An Overview of Dental Assistant Training

According to the U.S. Department of Labor, the dental assistant is expected to be one of the fastest growing occupations in the next decade – over 105,000 new jobs are expected to be created in this career industry in the period up to 2018.

With only moderate dental assistant training required, an average annual salary of $32,000, and the likelihood of secure long term employment, this is a winning job worth considering!

Dental Assistant Job Responsibilities

The dental assistant works with dentist and often performs may tasks that may also be performed by the dentist himself (or herself). However, since this professional’s wage is significantly lower than the dentist’s, having him or her perform the task saves the customer (or the insurance company) money, since the associated costs are lower.

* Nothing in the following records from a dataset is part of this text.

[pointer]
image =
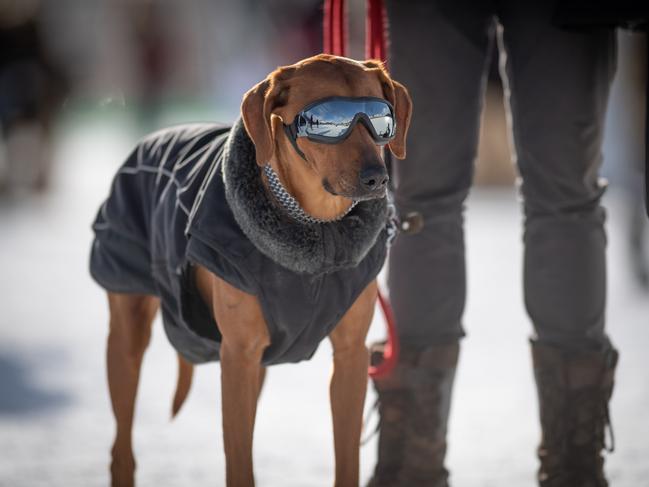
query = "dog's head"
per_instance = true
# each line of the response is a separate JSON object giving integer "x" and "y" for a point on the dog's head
{"x": 353, "y": 167}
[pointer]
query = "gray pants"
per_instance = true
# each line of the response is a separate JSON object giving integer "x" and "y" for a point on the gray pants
{"x": 557, "y": 84}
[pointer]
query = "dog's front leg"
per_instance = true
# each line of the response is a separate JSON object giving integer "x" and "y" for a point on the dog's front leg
{"x": 348, "y": 385}
{"x": 240, "y": 384}
{"x": 245, "y": 337}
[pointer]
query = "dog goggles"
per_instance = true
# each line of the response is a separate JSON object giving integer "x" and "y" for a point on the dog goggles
{"x": 331, "y": 120}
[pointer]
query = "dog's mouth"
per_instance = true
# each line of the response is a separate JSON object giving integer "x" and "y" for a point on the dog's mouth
{"x": 353, "y": 192}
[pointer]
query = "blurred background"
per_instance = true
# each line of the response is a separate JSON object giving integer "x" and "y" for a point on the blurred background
{"x": 80, "y": 82}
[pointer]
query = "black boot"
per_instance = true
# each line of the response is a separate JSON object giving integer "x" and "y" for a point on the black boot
{"x": 574, "y": 390}
{"x": 414, "y": 403}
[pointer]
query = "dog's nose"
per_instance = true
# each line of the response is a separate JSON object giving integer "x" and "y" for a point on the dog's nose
{"x": 373, "y": 177}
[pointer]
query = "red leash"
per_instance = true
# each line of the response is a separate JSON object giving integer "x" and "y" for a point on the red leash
{"x": 334, "y": 42}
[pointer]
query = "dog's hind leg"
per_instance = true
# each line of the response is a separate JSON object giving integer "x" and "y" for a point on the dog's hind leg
{"x": 131, "y": 317}
{"x": 349, "y": 383}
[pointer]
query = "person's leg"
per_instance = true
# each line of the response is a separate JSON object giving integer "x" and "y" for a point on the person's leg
{"x": 439, "y": 52}
{"x": 558, "y": 83}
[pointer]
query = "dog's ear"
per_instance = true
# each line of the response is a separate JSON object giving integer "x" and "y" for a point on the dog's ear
{"x": 398, "y": 95}
{"x": 256, "y": 119}
{"x": 257, "y": 108}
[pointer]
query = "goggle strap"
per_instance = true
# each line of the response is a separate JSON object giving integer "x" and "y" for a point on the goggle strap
{"x": 291, "y": 133}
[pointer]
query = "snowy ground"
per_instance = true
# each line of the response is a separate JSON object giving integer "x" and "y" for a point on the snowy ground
{"x": 55, "y": 420}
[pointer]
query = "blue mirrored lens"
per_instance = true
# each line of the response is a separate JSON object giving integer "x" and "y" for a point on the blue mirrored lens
{"x": 333, "y": 118}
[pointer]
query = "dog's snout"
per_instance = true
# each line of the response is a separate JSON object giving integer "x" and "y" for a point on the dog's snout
{"x": 374, "y": 177}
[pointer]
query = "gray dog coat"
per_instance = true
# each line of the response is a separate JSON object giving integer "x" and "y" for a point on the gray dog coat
{"x": 193, "y": 194}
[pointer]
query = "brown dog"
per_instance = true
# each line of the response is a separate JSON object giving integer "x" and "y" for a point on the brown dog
{"x": 324, "y": 186}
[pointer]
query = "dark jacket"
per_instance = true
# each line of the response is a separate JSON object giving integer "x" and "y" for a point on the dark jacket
{"x": 169, "y": 208}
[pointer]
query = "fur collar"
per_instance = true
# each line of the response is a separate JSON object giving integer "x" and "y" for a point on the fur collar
{"x": 305, "y": 249}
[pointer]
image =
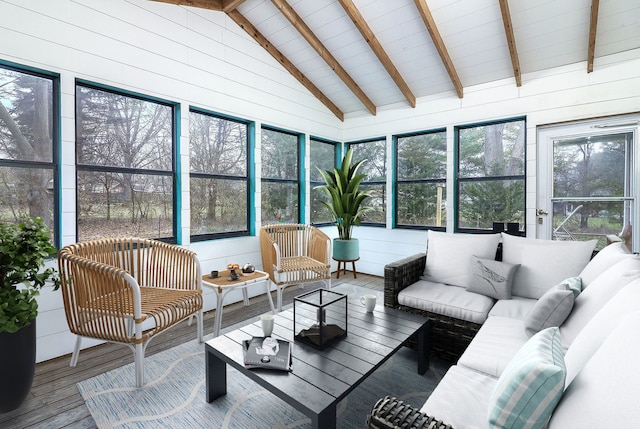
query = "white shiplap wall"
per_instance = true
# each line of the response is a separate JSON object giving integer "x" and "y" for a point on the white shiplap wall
{"x": 199, "y": 57}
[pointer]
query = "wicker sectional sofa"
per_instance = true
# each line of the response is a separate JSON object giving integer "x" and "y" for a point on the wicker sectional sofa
{"x": 577, "y": 371}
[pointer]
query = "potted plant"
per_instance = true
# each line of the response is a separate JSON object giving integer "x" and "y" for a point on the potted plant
{"x": 345, "y": 205}
{"x": 23, "y": 250}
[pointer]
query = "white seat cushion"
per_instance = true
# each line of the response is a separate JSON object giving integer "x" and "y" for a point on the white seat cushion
{"x": 495, "y": 344}
{"x": 605, "y": 392}
{"x": 461, "y": 399}
{"x": 448, "y": 300}
{"x": 543, "y": 263}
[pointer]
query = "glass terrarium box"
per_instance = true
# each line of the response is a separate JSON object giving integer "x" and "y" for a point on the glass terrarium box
{"x": 320, "y": 317}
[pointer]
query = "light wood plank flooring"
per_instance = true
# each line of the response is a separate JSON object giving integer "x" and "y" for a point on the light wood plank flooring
{"x": 54, "y": 401}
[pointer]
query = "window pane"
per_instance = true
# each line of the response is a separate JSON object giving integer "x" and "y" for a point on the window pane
{"x": 492, "y": 150}
{"x": 422, "y": 156}
{"x": 218, "y": 205}
{"x": 592, "y": 166}
{"x": 119, "y": 204}
{"x": 217, "y": 145}
{"x": 26, "y": 192}
{"x": 422, "y": 203}
{"x": 279, "y": 155}
{"x": 26, "y": 122}
{"x": 279, "y": 203}
{"x": 482, "y": 202}
{"x": 122, "y": 131}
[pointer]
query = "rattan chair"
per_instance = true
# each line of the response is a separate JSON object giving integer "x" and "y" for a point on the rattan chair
{"x": 295, "y": 254}
{"x": 127, "y": 290}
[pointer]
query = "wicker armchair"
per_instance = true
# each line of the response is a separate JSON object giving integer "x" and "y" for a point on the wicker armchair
{"x": 295, "y": 254}
{"x": 127, "y": 290}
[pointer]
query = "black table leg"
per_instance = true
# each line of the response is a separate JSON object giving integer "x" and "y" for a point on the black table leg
{"x": 216, "y": 376}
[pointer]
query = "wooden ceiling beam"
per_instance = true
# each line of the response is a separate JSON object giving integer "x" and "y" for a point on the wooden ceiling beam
{"x": 371, "y": 39}
{"x": 595, "y": 5}
{"x": 439, "y": 43}
{"x": 204, "y": 4}
{"x": 244, "y": 23}
{"x": 511, "y": 41}
{"x": 304, "y": 30}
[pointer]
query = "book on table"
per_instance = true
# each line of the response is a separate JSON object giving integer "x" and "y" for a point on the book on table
{"x": 267, "y": 352}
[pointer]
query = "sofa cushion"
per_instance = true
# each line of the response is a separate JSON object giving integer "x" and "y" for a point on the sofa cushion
{"x": 491, "y": 278}
{"x": 554, "y": 307}
{"x": 597, "y": 294}
{"x": 532, "y": 384}
{"x": 516, "y": 308}
{"x": 600, "y": 326}
{"x": 543, "y": 263}
{"x": 461, "y": 398}
{"x": 453, "y": 301}
{"x": 449, "y": 255}
{"x": 495, "y": 344}
{"x": 604, "y": 259}
{"x": 605, "y": 392}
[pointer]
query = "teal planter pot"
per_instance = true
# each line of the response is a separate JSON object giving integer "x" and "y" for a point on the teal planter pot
{"x": 346, "y": 250}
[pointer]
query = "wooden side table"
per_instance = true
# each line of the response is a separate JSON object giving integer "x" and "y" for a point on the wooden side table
{"x": 343, "y": 262}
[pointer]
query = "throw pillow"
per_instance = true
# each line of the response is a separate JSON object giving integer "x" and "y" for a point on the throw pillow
{"x": 491, "y": 278}
{"x": 449, "y": 255}
{"x": 554, "y": 307}
{"x": 544, "y": 263}
{"x": 531, "y": 385}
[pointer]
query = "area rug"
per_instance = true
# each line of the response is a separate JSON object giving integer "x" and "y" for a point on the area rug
{"x": 174, "y": 393}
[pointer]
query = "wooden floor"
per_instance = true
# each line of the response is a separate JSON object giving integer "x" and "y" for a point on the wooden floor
{"x": 54, "y": 401}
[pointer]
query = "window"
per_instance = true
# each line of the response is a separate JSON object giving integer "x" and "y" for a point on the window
{"x": 280, "y": 176}
{"x": 375, "y": 170}
{"x": 219, "y": 182}
{"x": 125, "y": 146}
{"x": 323, "y": 155}
{"x": 421, "y": 175}
{"x": 29, "y": 121}
{"x": 490, "y": 175}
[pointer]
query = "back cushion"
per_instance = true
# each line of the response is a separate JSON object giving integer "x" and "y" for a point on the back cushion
{"x": 543, "y": 263}
{"x": 449, "y": 255}
{"x": 605, "y": 393}
{"x": 597, "y": 294}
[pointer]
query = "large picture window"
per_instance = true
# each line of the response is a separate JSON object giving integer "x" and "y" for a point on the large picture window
{"x": 219, "y": 181}
{"x": 375, "y": 170}
{"x": 322, "y": 155}
{"x": 421, "y": 175}
{"x": 280, "y": 176}
{"x": 125, "y": 146}
{"x": 491, "y": 175}
{"x": 29, "y": 120}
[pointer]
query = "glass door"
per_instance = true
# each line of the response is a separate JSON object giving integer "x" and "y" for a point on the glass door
{"x": 586, "y": 180}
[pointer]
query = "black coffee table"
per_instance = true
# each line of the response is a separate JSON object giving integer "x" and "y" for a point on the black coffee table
{"x": 321, "y": 378}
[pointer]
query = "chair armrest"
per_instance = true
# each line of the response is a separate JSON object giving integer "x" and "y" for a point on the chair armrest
{"x": 391, "y": 413}
{"x": 400, "y": 274}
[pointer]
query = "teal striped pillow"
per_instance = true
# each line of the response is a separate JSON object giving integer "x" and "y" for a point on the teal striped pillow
{"x": 531, "y": 385}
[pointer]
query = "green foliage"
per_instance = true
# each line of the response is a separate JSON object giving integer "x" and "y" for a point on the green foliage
{"x": 23, "y": 250}
{"x": 342, "y": 186}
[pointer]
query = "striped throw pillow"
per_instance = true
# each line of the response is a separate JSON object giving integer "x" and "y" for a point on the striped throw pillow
{"x": 531, "y": 385}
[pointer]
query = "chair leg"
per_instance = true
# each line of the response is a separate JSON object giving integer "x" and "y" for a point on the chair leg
{"x": 76, "y": 352}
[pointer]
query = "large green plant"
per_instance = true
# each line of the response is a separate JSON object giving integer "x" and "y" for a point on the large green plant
{"x": 23, "y": 250}
{"x": 342, "y": 186}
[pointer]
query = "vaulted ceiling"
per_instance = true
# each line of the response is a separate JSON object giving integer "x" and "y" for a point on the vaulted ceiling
{"x": 357, "y": 56}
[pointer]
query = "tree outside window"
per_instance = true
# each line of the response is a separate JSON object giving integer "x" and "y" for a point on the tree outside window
{"x": 280, "y": 178}
{"x": 375, "y": 169}
{"x": 219, "y": 190}
{"x": 124, "y": 165}
{"x": 28, "y": 139}
{"x": 322, "y": 154}
{"x": 490, "y": 175}
{"x": 421, "y": 176}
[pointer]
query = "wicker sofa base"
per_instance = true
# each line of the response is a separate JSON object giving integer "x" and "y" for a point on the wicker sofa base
{"x": 391, "y": 413}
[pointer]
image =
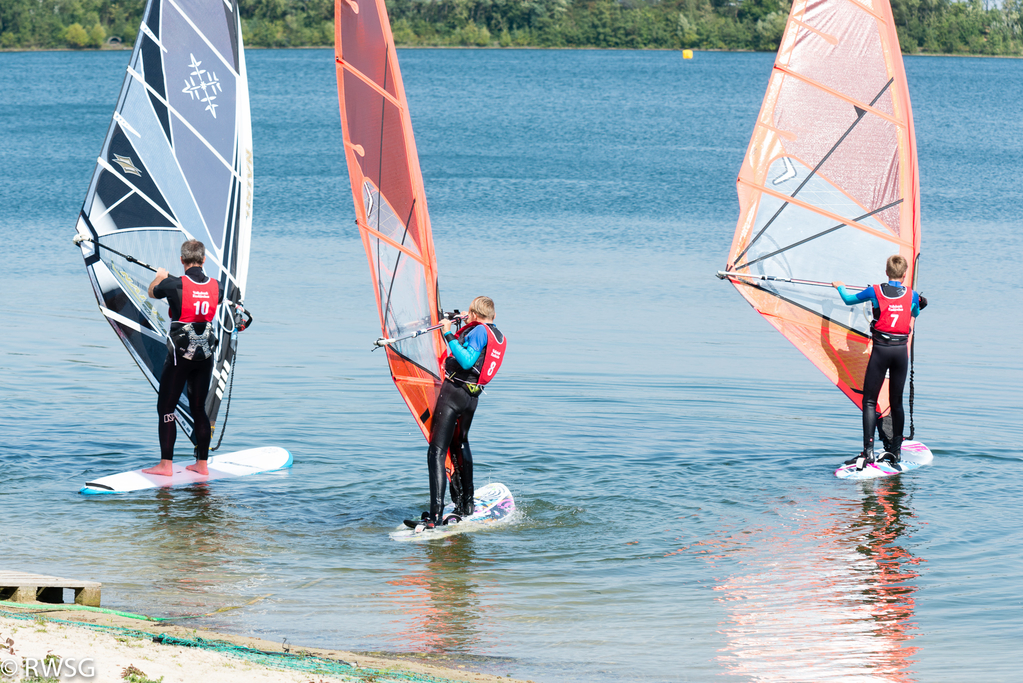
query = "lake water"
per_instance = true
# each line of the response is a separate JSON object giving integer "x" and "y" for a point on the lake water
{"x": 672, "y": 455}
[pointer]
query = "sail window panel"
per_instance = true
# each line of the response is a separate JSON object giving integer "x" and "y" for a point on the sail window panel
{"x": 209, "y": 183}
{"x": 160, "y": 161}
{"x": 362, "y": 44}
{"x": 214, "y": 20}
{"x": 404, "y": 302}
{"x": 199, "y": 87}
{"x": 845, "y": 254}
{"x": 375, "y": 126}
{"x": 787, "y": 175}
{"x": 864, "y": 164}
{"x": 122, "y": 154}
{"x": 854, "y": 63}
{"x": 148, "y": 353}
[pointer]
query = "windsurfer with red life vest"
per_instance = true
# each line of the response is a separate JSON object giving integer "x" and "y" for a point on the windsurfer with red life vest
{"x": 894, "y": 307}
{"x": 192, "y": 300}
{"x": 477, "y": 352}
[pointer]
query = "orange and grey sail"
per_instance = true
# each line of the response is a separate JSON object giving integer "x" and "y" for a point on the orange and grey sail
{"x": 390, "y": 202}
{"x": 829, "y": 188}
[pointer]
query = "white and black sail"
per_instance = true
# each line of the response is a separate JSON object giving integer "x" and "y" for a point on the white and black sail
{"x": 176, "y": 165}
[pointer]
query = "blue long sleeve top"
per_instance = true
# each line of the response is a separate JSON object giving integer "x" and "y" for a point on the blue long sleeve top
{"x": 468, "y": 351}
{"x": 869, "y": 296}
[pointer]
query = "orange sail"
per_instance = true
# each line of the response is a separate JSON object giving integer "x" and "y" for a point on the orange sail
{"x": 390, "y": 201}
{"x": 829, "y": 188}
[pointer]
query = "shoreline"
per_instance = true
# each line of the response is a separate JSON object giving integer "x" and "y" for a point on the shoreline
{"x": 128, "y": 48}
{"x": 106, "y": 644}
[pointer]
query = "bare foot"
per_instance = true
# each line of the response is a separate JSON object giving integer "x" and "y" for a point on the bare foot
{"x": 199, "y": 467}
{"x": 165, "y": 468}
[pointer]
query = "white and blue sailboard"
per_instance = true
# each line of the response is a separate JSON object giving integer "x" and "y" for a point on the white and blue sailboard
{"x": 493, "y": 506}
{"x": 914, "y": 455}
{"x": 240, "y": 463}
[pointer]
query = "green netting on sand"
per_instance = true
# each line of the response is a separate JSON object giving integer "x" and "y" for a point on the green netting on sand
{"x": 286, "y": 661}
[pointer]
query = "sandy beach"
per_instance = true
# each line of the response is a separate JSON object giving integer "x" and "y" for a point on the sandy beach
{"x": 43, "y": 642}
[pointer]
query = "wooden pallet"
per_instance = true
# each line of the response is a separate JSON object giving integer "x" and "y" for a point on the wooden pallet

While providing support, a dental assistant also has numerous individual responsibilities. Some of the primary duties this dental professional would carry out include the following:

Support Duties:

  • Prepare patients for dental work performed by the dentist
  • Sterilize and disinfect instruments
  • Set up instrument tray
  • Prepare materials for crowns, cavity fills, mouthpiece molds, and polish study casts
  • Sit patient side to hand instruments to the dentist, spray and suction a patient’s mouth, and other support duties needed according to procedure
  • Help the dentist with dental emergencies

Standalone Responsibilities:

  • Schedule patient appointments
  • Prepare patient bills and accept payments against balances owed
  • Complete and file insurance forms on behalf of patients
  • Meet with a patient to obtain medical and dental health information
  • Record patient diagnosis and treatment plan in records
  • Take patient diagnostic x-rays
  • Provide patient with postoperative instructions
  • Educate patients regarding proper oral hygiene
  • Clean and polish removable appliances for patients
  • Clean teeth and remove plaque for patients
  • Apply fluoride protection to patient teeth

Coursework and Hands-On Training

To work in this role, you will need to complete all required education and dental assistant training. Along with classroom studies (that will cover things such as dental and medical terminology, anatomy, different dental equipment, appropriate work protocols, patient interaction, insurance claims, billing, patient records, and more) much of the course knowledge gained comes from time spent in a laboratory or clinical setting.

Through hands-on dental assistant training, you will learn how to make temporary crowns for the patient having a root canal or damaged tooth repaired, create mouth impression casts, clean and polish dental work, and the list goes on.

Other aspects of dental assistant training include learning about methods of sterilization and disinfecting equipment used by both the assistant and dentist, processing x-rays of teeth and surrounding skeletal anatomy, use and application of topical anesthetics to control or prevent pain, placement of rubber surgical dams used for dental surgery, and radiologic training, among many other responsibilities.

The bottom line is that dental assistant training and education will cover everything you need to become certified in this great career.

Completing Necessary Training and Education

There are many colleges, universities, dental schools, and other educational institutes that offer classroom study and hands-on training needed to work as a dental assistant. In fact, more than 200 dental schools in the United States have accreditation through the Dental Accreditation of the American Dental Association, making it easy to find an excellent training program.

One particular aspect of dental assistant training and education is that with this career having a connection to the medical sector, a certified individual would need to learn about medical terminology and certain procedures along with education and training for dentistry. However, choosing the right educational institute would provide everything a person needs to know from both a dental and medical perspective.

Securing Certification

Once the mandated dental assistant training is done, many states require a person to be certified before hiring. If you are pursuing this career, you will need to determine if the state in which you want to work is one that requires certification or not (much of this information is available at the Dental Assisting National Board).

To become a Certified Dental Assistant or CDA, the Dental Assisting National Board CDA examination would need to be taken and passed.

While a person could complete dental assistant training and go to work without being certified, at some point certification would be essential to career stability and advancement. However, the Dental Assisting National Board CDA examination which is required to become certified, cannot be taken until an individual has at least two years of hands-on training. With all criteria met, this person would possess extensive knowledge, experience, and expertise to perform duties proficiently.